Store as an Open Microscopy Environment-Next Generation File Format (OME-NGFF) / netCDF store.

It is highly recommended to use dimension_separator='/' in the construction of the Zarr stores.

store = zarr.storage.DirectoryStore('multiscale.zarr', dimension_separator='/')
multiscale.to_zarr(store)

Note: The API is under development, and it may change until 1.0.0 is released. We mean it :-).

Examples

Development

Contributions are welcome and appreciated.

Get the source code

git clone https://github.com/spatial-image/multiscale-spatial-image
cd multiscale-spatial-image

Install dependencies

First install pixi. Then, install project dependencies:

pixi install -a
pixi run pre-commit-install

Run the test suite

The unit tests:

pixi run -e test test

The notebooks tests:

pixi run test-notebooks

Update test data

To add new or update testing data, such as a new baseline for this block:

dataset_name = "cthead1"
image = input_images[dataset_name]
baseline_name = "2_4/XARRAY_COARSEN"
multiscale = to_multiscale(image, [2, 4], method=Methods.XARRAY_COARSEN)
verify_against_baseline(test_data_dir, dataset_name, baseline_name, multiscale)

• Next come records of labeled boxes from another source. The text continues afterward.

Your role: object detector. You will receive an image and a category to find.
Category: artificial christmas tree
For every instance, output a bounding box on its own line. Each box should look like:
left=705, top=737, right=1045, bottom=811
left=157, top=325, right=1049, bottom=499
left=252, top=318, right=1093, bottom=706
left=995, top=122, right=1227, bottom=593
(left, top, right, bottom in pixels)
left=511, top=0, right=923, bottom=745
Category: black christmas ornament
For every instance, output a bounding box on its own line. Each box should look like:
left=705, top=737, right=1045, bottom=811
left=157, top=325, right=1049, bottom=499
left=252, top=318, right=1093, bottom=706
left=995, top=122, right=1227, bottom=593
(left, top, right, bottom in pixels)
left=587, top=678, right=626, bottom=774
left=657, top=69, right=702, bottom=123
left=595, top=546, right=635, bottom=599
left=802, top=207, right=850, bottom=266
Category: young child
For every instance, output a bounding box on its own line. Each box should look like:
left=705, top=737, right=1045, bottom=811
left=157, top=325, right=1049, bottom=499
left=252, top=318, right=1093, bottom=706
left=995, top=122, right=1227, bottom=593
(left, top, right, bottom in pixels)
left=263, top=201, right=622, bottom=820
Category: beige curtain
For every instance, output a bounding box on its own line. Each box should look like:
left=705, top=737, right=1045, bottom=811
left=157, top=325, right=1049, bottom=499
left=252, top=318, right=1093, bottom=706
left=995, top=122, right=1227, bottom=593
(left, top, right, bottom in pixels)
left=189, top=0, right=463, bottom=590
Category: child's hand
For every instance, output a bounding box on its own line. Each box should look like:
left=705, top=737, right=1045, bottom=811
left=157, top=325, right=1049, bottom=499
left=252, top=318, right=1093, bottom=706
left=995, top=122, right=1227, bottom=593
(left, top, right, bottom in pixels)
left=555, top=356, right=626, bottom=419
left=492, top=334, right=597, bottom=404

Add a store_new_image call in your test block:

dataset_name = "cthead1"
image = input_images[dataset_name]
baseline_name = "2_4/XARRAY_COARSEN"
multiscale = to_multiscale(image, [2, 4], method=Methods.XARRAY_COARSEN)

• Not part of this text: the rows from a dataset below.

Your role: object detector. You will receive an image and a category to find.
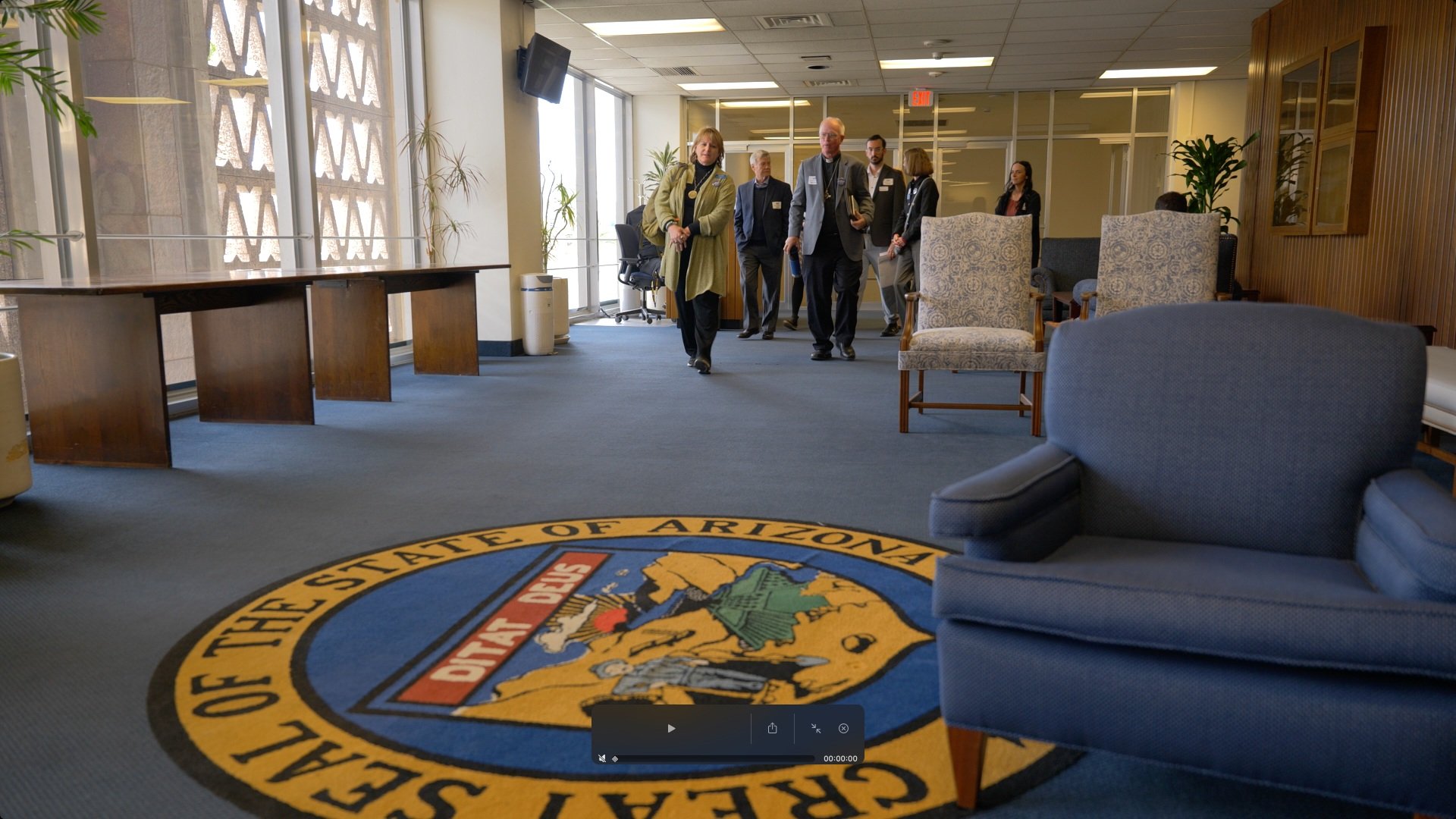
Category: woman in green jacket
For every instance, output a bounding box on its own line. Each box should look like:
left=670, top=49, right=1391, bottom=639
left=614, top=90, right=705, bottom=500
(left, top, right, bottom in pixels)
left=649, top=128, right=737, bottom=376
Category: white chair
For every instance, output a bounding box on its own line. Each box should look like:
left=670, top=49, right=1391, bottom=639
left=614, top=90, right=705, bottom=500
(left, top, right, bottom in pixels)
left=900, top=213, right=1046, bottom=436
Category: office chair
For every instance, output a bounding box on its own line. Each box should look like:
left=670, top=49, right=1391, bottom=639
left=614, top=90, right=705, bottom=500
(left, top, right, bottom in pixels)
left=611, top=224, right=665, bottom=324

store_new_image(dataset_name, baseline_name, multiscale)

verify_against_baseline(dataset_name, baseline_name, multiscale)

Run the tests to generate the output. Remove the store_new_image call.

Then, create a tarball of the current testing data

cd test/data
tar cvf ../data.tar *
gzip -9 ../data.tar
python3 -c 'import pooch; print(pooch.file_hash("../data.tar.gz"))'

Update the test_data_sha256 variable in the test/_data.py file. Upload the data to web3.storage. And update the test_data_ipfs_cid Content Identifier (CID) variable, which is available in the web3.storage web page interface.

Submit the patch

We use the standard GitHub flow.

Create a release

This section is relevant only for maintainers.

  1. Pull git's main branch.
  2. pixi install -a
  3. pixi run pre-commit-install
  4. pixi run -e test test
  5. pixi shell
  6. hatch version <new-version>
  7. git add .
  8. git commit -m "ENH: Bump version to <version>"
  9. hatch build
  10. hatch publish
  11. git push upstream main
  12. Create a new tag and Release via the GitHub UI. Auto-generate release notes and add additional notes as needed.